Trip Hawkins has announced he will step down as CEO of Digital Chocolate, the social and mobile games company he founded eight years ago. The news comes along with still unconfirmed reports that the company laid off 180 employees and closed offices in Mexicali, St. Petersburg, Armenia, and Bothell, Washington. 

“For its next stage of growth, Digital Chocolate is narrowing its focus and it made sense to get more streamlined,” Hawkins wrote in a blog post confirming his departure. Hawkins said he will continue to work with the company in a consulting and advisory capacity.

Founded in 2003, when Facebook and iOS games were all but inconceivable to most people, Digital Chocolate helped build up the commercial viability of mobile and social at a time when most in games were debating whether Xbox 360 and PlayStation 3 would come out at the same time.

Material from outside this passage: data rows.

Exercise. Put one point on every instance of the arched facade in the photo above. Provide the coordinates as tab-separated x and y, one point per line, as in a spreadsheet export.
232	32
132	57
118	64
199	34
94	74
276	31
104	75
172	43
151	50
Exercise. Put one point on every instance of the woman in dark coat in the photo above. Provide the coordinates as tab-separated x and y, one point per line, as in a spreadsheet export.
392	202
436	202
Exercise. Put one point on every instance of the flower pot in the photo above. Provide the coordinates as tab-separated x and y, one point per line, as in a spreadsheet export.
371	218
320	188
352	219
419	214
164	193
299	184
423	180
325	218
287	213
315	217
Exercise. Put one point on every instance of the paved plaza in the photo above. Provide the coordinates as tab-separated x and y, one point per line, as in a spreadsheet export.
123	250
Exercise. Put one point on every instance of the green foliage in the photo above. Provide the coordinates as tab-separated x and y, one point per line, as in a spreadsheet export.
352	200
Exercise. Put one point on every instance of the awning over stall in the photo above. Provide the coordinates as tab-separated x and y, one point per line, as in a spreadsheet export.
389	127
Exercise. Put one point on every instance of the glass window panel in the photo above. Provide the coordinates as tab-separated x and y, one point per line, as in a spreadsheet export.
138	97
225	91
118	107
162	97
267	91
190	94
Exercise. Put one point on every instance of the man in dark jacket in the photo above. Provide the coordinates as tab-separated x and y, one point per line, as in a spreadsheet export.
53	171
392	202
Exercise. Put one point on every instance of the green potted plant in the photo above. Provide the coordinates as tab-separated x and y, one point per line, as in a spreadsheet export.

Hawkins has a legacy of building businesses during transformative periods–from an early tenure at Apple, to his co-founding Electronic Arts, to his predicting the multimedia entertainment box in the living room with the prophetic but doomed 3DO. Digital Chocolate helped prove there was real money to be made in mobile and social, and, likewise, their struggles may point out another serious challenge for the industry: making money from a large user base. 

The company’s most successful current game, Galaxy Life, has 1.7 million monthly users, yet the company has struggled to fund itself from money from the money its games generate, turning to venture capital instead. On the heels of Facebook’s IPO stumble, and the announcement of Rovio’s yearly revenue of $106 million for 2011, it seems that the earning potential for mobile and social games is an order of magnitude smaller than the raw volume of players its capable of attracting. 

If the bubble isn’t bursting, it certainly seems to be falling back to Earth.